Over the years, Laham has been seen as strongly pro-Arab and
pro-Assad, but he’s not an isolated voice. On Aug. 26, Audo told Vatican
Radio that a Western attack could trigger wider conflict.
“If there is an armed intervention, that would mean, I believe, a world war,” Audo said.
In a separate interview in late April, he said Syria’s Christian
minority, which represents roughly 10 percent of the population of 22.5
million, “all are with President Assad.”
That position has been so consistent from the Christian leadership in
Syria that Jesuit Fr Paolo Dall’Oglio, the Italian missionary and
anti-Assad activist who disappeared in Syria in late July, accused them
of being “co-opted.”
“Unfortunately, the Syrian regime has been very clever in using a
certain number of clergymen, men and women, for its propaganda in the
West, in which it represents itself as the only and ultimate bastion
defending Christians persecuted by Islamic terrorism,” Dall’Oglio wrote
in an open letter to Francis in April.
Yet it isn’t just the hierarchy that’s sceptical about regime change.
Bashar Khoury, for instance, is a 29-year-old Latin rite Catholic
from Damascus who recently served as a volunteer at World Youth Day in
Brazil, helping to run the Arab-language social media operation.
Asked by NCR what he would do if Assad falls, Khoury was clear: “I’ll
leave Syria,” he said. “If that happens, the radicals will take over
and there won’t be any future for me.”
Since the outbreak of civil war in 2011, reports suggest Christians have been the targets of mounting violence.
Observers believe tens of thousands of Christians have fled the
conflict zones, some going into internal exile and others seeking refuge
in neighbouring countries such as Lebanon, Jordan, Turkey and Armenia.
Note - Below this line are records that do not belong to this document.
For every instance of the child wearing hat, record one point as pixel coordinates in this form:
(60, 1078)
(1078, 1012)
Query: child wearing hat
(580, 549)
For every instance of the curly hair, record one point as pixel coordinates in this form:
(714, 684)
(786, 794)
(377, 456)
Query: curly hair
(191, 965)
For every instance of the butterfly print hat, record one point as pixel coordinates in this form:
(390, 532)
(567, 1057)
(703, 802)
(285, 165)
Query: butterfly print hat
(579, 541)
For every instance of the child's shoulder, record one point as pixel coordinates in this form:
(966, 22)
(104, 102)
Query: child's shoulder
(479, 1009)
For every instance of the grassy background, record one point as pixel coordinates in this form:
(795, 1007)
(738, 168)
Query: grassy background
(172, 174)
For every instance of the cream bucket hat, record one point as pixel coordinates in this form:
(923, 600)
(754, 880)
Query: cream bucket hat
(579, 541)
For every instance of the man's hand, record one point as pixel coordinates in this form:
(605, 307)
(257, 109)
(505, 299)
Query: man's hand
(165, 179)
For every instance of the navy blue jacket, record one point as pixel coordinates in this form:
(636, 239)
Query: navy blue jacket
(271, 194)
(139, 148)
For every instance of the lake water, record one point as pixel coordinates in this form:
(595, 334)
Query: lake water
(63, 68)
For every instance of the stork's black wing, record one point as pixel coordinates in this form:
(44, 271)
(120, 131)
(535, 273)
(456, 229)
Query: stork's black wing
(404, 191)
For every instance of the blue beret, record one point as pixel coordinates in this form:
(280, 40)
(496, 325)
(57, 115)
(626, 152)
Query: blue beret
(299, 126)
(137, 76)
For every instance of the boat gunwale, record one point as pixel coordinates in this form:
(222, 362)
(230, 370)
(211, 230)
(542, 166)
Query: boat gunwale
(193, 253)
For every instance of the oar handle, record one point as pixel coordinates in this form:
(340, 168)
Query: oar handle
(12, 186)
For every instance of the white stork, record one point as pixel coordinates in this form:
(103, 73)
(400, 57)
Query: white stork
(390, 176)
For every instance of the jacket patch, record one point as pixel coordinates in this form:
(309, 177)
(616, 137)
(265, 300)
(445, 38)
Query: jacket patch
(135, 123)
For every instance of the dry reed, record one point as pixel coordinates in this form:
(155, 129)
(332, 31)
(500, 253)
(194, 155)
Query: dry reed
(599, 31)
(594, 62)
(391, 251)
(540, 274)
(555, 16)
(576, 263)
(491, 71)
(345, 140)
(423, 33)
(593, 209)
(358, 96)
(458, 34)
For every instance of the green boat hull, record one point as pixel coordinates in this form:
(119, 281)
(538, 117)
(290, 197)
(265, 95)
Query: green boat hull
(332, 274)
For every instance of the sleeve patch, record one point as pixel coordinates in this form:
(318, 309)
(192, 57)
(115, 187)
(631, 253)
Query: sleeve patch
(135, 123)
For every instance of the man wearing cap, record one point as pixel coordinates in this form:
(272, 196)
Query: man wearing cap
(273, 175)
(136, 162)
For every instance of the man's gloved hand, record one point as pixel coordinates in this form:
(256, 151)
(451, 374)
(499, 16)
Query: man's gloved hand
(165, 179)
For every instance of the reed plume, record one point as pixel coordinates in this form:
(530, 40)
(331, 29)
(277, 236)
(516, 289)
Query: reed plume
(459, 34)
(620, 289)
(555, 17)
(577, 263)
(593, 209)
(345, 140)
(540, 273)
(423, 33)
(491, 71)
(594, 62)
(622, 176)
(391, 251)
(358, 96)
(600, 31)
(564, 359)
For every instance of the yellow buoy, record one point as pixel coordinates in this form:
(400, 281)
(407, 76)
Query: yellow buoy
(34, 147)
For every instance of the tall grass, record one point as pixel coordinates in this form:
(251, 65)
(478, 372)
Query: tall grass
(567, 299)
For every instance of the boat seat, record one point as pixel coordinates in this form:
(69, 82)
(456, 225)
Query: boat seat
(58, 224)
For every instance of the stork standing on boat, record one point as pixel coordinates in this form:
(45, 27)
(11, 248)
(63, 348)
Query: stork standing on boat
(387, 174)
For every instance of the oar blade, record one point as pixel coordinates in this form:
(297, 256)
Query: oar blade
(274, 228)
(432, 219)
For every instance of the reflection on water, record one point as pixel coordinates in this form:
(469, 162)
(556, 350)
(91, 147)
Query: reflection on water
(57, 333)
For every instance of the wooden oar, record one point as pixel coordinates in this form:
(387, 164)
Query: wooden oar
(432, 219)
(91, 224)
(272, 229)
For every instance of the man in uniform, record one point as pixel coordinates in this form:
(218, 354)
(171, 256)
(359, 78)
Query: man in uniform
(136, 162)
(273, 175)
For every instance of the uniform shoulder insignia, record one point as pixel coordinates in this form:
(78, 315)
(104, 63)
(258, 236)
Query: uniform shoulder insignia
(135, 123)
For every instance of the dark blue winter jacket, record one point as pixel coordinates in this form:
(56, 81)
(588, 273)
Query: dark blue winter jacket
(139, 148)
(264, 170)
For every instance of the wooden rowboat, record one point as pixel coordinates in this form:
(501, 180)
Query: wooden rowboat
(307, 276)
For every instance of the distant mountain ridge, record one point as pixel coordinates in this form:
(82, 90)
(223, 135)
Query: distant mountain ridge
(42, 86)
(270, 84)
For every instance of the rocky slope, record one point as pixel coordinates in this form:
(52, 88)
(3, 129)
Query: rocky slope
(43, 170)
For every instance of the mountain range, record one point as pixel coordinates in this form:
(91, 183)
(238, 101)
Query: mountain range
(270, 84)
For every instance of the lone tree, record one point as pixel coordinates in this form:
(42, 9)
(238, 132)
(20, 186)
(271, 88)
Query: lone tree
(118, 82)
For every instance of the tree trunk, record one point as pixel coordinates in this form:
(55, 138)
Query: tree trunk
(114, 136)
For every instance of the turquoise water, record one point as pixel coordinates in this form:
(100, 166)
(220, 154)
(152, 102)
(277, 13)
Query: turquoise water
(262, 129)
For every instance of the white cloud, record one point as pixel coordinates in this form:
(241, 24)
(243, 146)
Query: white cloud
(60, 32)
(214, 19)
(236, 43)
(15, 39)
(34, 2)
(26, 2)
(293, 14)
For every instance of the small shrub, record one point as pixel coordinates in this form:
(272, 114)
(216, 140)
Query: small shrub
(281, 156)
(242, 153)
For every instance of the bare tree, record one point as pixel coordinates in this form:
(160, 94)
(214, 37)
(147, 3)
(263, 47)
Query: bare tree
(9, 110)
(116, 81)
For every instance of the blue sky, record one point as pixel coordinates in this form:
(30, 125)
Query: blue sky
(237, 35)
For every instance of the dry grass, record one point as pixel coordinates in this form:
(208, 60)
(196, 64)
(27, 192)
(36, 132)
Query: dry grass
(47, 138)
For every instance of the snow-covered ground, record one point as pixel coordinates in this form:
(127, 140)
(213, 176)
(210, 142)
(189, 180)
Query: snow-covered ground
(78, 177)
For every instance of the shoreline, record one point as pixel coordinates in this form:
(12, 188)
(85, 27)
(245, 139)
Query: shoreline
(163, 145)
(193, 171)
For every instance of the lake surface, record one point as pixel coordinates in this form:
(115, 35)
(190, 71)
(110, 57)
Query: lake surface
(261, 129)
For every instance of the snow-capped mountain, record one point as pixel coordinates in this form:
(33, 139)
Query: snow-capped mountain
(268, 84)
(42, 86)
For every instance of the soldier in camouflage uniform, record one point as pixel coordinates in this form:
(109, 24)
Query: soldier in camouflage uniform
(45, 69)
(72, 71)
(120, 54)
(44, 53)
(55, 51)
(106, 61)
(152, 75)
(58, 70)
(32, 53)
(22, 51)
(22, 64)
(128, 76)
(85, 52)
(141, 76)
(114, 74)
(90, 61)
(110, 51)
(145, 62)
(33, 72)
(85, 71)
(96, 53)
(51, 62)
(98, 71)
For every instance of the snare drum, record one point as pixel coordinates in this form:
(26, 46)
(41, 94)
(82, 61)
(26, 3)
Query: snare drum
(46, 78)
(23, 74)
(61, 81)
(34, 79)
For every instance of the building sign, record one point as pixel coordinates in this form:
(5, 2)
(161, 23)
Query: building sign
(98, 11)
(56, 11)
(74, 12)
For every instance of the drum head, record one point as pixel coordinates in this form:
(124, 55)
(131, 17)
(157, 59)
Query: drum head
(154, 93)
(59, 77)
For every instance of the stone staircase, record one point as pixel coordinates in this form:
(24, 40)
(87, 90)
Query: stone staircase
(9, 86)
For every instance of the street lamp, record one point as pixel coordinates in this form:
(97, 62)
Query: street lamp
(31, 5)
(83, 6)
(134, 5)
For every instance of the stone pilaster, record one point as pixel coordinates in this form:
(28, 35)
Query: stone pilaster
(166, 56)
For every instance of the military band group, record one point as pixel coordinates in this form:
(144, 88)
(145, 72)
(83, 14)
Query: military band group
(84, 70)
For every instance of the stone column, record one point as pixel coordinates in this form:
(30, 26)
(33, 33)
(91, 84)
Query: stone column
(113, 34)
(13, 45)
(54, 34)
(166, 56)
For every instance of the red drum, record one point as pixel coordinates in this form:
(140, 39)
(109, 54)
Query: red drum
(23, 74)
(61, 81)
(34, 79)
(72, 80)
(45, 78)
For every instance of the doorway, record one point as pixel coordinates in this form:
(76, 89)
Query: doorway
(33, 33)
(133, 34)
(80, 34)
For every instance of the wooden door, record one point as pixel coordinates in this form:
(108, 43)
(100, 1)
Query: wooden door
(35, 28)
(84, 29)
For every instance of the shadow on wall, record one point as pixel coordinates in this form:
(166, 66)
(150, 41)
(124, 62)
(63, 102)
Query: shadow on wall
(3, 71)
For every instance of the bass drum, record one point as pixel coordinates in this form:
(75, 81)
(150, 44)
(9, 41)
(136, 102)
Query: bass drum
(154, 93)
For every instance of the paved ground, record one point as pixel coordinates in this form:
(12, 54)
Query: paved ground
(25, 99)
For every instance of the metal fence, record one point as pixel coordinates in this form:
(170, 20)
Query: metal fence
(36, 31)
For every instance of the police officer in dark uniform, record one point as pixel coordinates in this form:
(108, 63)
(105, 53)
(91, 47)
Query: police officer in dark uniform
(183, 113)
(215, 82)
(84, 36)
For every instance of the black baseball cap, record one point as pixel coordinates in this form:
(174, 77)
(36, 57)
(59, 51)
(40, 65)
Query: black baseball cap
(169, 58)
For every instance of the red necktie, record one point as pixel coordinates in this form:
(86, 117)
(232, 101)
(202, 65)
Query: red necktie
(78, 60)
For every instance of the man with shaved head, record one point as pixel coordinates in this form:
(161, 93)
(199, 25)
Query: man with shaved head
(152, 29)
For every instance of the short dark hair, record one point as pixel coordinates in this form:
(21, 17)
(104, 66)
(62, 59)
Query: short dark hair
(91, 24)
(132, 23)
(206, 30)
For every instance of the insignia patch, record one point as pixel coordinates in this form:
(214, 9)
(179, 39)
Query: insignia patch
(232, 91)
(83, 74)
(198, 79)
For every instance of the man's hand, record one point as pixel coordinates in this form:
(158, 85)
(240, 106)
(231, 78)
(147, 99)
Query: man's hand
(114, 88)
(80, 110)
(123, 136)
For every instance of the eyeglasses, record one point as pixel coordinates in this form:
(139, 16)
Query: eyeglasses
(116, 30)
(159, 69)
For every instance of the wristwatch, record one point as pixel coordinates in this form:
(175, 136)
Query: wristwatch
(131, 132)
The Syriac League, a non-partisan body in Lebanon, estimated in May
that there are 10,000 Christian refugees from Syria in that nation
alone.The displaced join roughly 150,000 people who’ve been living under
virtual siege for months in 40 villages referred to as the “Valley of
Christians” in western Syria.
In addition to physical attacks, reports indicate churches and
meeting places have been torched, Christian-owned businesses have been
looted, and in some cases, Christian women have been targeted for
assault. The Christian Post reported in December 2011 that
fundamentalist taxi drivers in rebel-controlled areas of Syria had vowed
to attack any unveiled female client, who tend to be Christians.
Christian clergy have also become tempting targets for kidnapping,
including two Orthodox prelates grabbed by still-obscure forces in
April. The prelates’ fate remains unknown. In late February, the website
Ora Pro Siria, operated by Italian missionaries in Syria, claimed the
going price for a kidnapped priest was in the neighbourhood of $200,000.
In that context, it may be little surprise that many Christians seem to prefer the devil they know.
Aid to the Church in Need, a Catholic humanitarian group, recently
issued a report on Syria, quoting one Christian woman who asked to
remain anonymous.
“The government was bad, but at least we were safe,” she said. “Not
anymore. … Look at what has happened to our churches in places like
Aleppo and Homs. The extremists threaten us when we want to celebrate
major feasts like Christmas and Easter. They don’t want us in the area
at all.”
Patriarch Ignatius Joseph III Younan of the Syrian Catholic church in
Damascus* said in May that Christians are so frustrated with Western
policy, which he believes is fomenting Islamic radicalism and
anti-Christian hatred, that they may give up on the West altogether.
“I believe there will be a time coming when Christians of the Middle
East will no longer look to the West for support and perhaps to better
strengthen their roots with the Eastern culture and civilization … [to]
Russia, to India, to China,” he said.